The Browns actually managed to find some production from their running backs against the Bengals, and not only in the pass game. Chris Ogbonnaya had 8 carries for 69 yards, and Fozzy Whittaker added 4 for 20 yards. Ogbonnaya had the Browns longest carry by a running back since Peyton Hillis in 2010, running for 43 yards in the 1st quarter. It seems that Willis McGahee has finally been taken off primary carries and served mostly as a short yardage back against the Bengals. It will be interesting to see if Ogbonnaya and Whittaker can keep up their production when they get the chance to carry a larger load.
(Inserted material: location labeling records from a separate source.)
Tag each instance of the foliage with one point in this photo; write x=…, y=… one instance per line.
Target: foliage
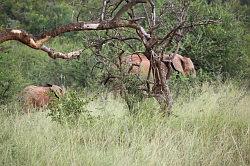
x=211, y=128
x=68, y=108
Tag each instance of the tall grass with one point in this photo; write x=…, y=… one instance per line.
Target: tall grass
x=209, y=128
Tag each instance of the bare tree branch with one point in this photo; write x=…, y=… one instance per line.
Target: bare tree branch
x=126, y=7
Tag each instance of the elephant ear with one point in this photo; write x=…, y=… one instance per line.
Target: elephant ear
x=58, y=91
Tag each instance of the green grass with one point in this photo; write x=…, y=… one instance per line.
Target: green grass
x=210, y=128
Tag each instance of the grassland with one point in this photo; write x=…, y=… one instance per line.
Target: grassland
x=211, y=127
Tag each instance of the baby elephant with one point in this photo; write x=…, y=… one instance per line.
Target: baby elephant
x=40, y=96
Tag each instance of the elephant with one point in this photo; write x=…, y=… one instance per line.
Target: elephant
x=40, y=96
x=139, y=64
Despite posting no sacks against the Bengals, the pass rush had a fairly productive day. They consistently pushed the Bengals’ Oline back into Dalton and pressured him into bad throws. Amongst them Jabaal Sheard had a very good game. He displayed a mixture of power and technique in the pass rush whilst displaying his usual skills against the run. At one point he pancaked Bengals TE Jermaine Gresham on a bull rush. He played with an unbridled ferocity which the Bengals struggled to contain.
3. Tank Job
The Browns turned to second-year linebacker and Special Teamer Tank Carder when Craig Robertson went down and he stepped in capably. Less of an athlete than Robertson, he flashed good instincts against the Bengals. He played the run well, taking on blocks and picking his way through the traffic to seek out the ball carrier, tackling soundly. He finished second on the team in tackles on the day with 7 (2 solo). Robertson is questionable for the Steelers and if he misses the game, Carder has an opportunity to gain himself more playing time.
4. Third Down D Turns Up
3rd down defense has been a big struggle for the Browns but they managed to turn it around against the Bengals. They forced the Bengals into 15 3rd down situations, and the Bengals managed to convert only one, the TD to Mo Sanu on a blown coverage. Despite the nature of the game and the result, the Browns D had a relatively strong game overall. They stopped the Bengals explosive playmakers, contained them in the run and the pass, and limited them to 3.8 yards per play overall. On another day, things could have gone differently for the Browns.
5. All Pro Joe
Once again, Joe Haden came out on top against a top receiver. AJ Green had only 2 receptions for 7 yards and was basically a non-factor against the Browns. Although it’s obviously not all down to Haden, it’s becoming a running trend that big name WRs have bad days when they come up against him. Haden added two picks, one returned for a touchdown, proving that it’s a bad idea to take your chances in his coverage. He should be on his way to his first Pro Bowl, and potentially also All-Pro recognition for his strong play this season.